In the Python code provided in this example setup, the Context API is used by importing it in the main.py file (from ts_sdk.task.__task_script_runner import Context). The Context section provides the necessary APIs for the task script to interact with the TDP.

This example setup uses the following Context API endpoint:

Create a Python Package

Within the task script folder that contains the config.json and main.py files, use Python Poetry to create a Python package and the necessary files to deploy them to the TDP.

Poetry Command Example to Create a Python Package

poetry init
poetry add datetime
poetry export --without-hashes --format=requirements.txt > requirements.txt

📘

NOTE

If no packages are added, this poetry export command example produces text in requirements.txt that you must delete to create an empty requirements.txt file. A requirements.txt file is required to deploy the package to the TDP.

Deploy the Task Script

To the deploy the task script, run the following command from your command line (for example, bash):

ts-sdk put task-script private-{TDP ORG} sspdemo-taskscript v3.0.0 {task-script-folder} -c {auth-folder}/auth.json

📘

NOTE

Make sure to replace {TDP ORG} with your organization slug, {task-script-folder} with the local folder that contains your protocol code, and {auth-folder} with the local folder that contains your authentication information.

Also, when creating a new version of a task script and deploying it to the TDP, you must increase the version number.

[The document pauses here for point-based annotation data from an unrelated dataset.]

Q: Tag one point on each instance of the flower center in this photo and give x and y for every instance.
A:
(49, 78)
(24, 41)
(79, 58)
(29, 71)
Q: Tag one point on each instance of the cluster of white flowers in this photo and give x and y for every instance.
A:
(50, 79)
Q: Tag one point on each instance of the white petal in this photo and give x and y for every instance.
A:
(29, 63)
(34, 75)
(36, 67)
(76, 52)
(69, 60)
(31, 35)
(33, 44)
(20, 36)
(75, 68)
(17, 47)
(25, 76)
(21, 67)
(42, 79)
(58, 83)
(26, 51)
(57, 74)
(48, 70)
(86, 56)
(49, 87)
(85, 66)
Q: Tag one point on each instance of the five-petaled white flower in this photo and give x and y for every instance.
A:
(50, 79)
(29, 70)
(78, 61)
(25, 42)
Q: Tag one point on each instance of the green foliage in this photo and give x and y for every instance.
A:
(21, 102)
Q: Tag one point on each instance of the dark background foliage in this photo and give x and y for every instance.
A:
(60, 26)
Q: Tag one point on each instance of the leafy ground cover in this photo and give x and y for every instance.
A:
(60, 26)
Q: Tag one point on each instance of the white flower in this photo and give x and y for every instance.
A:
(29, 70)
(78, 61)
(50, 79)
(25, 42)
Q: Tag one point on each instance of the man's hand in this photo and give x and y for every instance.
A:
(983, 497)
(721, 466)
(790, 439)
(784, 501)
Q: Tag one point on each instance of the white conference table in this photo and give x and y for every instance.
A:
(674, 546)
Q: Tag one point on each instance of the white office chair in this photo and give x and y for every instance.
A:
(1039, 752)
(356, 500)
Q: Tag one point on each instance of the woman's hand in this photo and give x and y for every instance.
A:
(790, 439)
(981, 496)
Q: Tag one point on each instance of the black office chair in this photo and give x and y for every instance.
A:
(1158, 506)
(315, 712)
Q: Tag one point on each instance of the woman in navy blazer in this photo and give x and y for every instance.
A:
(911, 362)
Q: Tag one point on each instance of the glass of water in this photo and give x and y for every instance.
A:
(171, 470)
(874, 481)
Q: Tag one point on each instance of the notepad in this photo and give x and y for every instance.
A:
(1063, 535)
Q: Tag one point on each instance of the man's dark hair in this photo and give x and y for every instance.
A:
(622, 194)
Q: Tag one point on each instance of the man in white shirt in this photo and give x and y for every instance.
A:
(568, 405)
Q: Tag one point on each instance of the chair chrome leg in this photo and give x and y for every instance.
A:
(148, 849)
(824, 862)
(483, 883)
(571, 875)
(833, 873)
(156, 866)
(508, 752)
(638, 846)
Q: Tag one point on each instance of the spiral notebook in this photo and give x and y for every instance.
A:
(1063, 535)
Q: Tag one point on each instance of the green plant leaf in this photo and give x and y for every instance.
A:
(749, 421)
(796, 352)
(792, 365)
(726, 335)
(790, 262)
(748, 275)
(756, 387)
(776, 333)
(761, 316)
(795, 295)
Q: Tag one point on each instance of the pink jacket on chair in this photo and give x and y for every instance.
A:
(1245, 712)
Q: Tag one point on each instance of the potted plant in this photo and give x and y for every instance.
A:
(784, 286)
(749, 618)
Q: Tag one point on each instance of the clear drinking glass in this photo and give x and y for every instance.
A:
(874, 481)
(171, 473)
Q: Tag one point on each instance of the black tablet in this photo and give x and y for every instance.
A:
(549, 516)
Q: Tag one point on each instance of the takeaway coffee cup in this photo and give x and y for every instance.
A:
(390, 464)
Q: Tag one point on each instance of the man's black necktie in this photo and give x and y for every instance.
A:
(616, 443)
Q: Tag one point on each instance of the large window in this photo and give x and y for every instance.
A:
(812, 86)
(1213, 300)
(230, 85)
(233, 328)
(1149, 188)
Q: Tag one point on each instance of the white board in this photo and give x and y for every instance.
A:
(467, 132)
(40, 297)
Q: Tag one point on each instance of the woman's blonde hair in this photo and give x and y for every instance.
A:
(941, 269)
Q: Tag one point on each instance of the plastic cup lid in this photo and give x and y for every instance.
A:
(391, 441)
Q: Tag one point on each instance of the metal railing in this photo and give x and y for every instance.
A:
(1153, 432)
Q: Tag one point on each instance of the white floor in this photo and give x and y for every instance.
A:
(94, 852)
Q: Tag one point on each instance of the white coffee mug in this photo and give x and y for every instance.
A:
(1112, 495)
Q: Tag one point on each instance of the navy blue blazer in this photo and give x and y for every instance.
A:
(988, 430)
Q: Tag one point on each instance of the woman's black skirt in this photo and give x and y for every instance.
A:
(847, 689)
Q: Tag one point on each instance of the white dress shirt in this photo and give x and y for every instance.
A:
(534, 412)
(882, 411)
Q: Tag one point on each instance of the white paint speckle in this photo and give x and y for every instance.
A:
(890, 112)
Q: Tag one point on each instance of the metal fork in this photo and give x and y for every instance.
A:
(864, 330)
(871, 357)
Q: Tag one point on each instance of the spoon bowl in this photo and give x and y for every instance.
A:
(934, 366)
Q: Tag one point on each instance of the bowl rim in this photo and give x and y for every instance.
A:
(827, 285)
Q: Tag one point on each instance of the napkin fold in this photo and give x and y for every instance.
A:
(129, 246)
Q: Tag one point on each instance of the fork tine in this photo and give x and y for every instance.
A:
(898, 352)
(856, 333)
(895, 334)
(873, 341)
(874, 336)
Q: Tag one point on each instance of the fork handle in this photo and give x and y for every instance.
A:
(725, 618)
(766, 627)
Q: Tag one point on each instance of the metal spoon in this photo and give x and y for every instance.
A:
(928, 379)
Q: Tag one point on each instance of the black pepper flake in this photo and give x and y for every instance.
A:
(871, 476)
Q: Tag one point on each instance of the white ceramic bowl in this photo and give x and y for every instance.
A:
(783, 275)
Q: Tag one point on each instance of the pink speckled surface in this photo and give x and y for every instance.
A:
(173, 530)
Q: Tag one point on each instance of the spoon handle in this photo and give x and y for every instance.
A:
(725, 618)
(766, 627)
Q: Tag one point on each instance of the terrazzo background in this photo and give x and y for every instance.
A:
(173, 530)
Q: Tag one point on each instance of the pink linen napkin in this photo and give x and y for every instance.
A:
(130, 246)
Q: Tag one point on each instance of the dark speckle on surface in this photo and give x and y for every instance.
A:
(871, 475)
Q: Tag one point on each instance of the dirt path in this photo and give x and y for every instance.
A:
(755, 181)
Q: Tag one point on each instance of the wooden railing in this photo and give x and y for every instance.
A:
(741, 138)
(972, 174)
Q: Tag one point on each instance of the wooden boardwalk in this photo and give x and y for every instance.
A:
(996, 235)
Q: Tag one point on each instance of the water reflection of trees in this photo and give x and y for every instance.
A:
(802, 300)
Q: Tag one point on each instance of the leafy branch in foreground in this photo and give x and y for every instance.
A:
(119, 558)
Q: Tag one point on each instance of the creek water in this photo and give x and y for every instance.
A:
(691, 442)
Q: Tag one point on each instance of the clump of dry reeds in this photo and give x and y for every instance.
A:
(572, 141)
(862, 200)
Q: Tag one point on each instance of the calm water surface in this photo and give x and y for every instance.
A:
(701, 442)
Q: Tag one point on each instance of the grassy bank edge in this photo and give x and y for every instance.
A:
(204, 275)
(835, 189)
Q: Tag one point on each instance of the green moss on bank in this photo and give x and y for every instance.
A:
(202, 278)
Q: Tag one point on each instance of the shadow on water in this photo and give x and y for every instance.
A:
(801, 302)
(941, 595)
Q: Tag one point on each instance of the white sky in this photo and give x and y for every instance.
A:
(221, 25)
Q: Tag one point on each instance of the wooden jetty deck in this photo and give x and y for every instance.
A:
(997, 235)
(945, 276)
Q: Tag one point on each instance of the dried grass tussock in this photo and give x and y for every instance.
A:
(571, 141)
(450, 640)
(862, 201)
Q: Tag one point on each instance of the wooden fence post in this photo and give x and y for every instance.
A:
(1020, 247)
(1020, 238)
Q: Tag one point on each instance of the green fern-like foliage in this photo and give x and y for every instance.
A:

In this example command, the version is increased to v3.0.0.

Create and Deploy a Protocol

Protocols define the business logic of your pipeline by specifying the steps and the functions within task scripts that execute those steps. For more information about how to create a protocol, see Protocol YAML Files.

In the following example, there’s one step: harmonize-input-file-step. This step uses the harmonize-input-file function that’s in the sspdemo-taskscript task script, which is v3.0.0 of the task script.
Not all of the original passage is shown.